Arsenic-mediated hyperpigmentation in skin via NF-kappa B/endothelin-1 signaling in an originally developed hairless mouse model

Chronic exposure to arsenic is associated with various diseases in humans. Skin hyperpigmentation is the most sensitive objective symptom for patients with arsenicosis. However, there is very limited information about the mechanism of arsenic-mediated skin hyperpigmentation in vivo. In this study, hairless homozygous mice (Hr/Hr-mice) that drank water containing 3 and 30 µM arsenic for 2 months developed skin hyperpigmentation with increased levels of arsenic and number of melanocytes in the skin. Since it is possible for humans to be exposed to 3 µM of arsenic in well drinking water, our results suggest that the Hr/Hr-mice could be a novel model sensitively reflecting arsenic-mediated skin hyperpigmentation. We then analyzed the mechanism of arsenic-mediated skin hyperpigmentation.
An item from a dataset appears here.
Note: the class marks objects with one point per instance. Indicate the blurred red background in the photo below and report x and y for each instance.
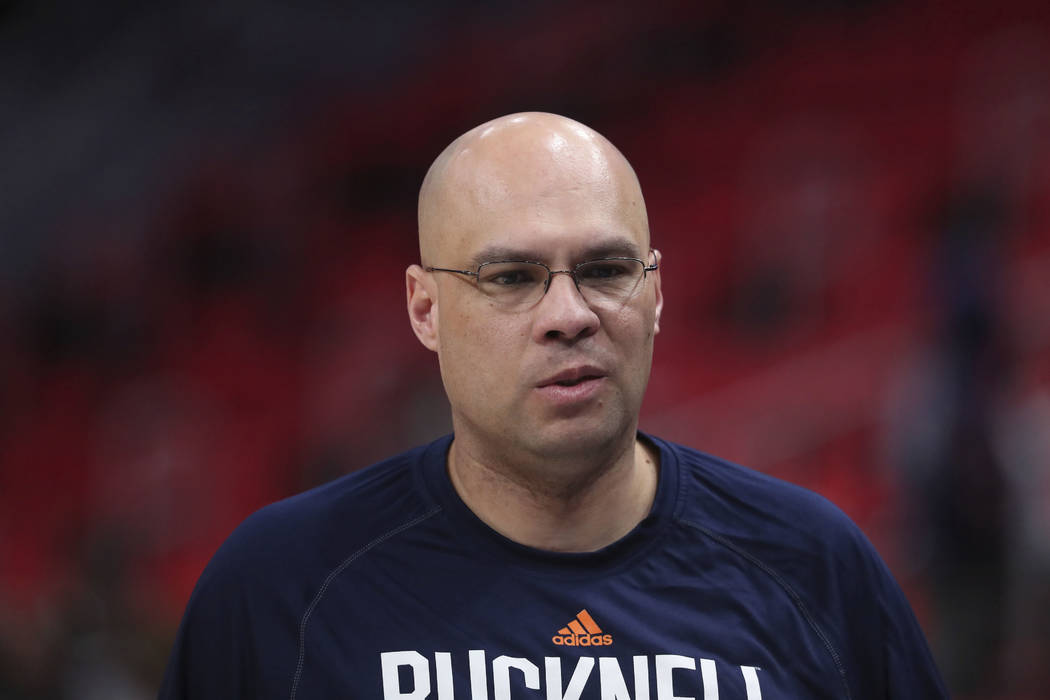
(206, 215)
The epidermis of Hr/Hr-mice and human HaCaT skin keratinocytes exposed to arsenic for 2 and 4 months, respectively, showed 5.4–21.5-fold increased levels of endothelin-1 (ET-1) expression via NF-kappa B activation. Coexposure of primary normal human epithelial melanocytes to arsenic and ET-1 activated their proliferation and melanin synthesis with increased levels of MITF-M and ET-1 receptor expression. Our results suggest that interaction between keratinocytes and melanocytes in the skin through ET-1 and its receptor contributes to arsenic-mediated skin pigmentation, a hallmark of arsenicosis.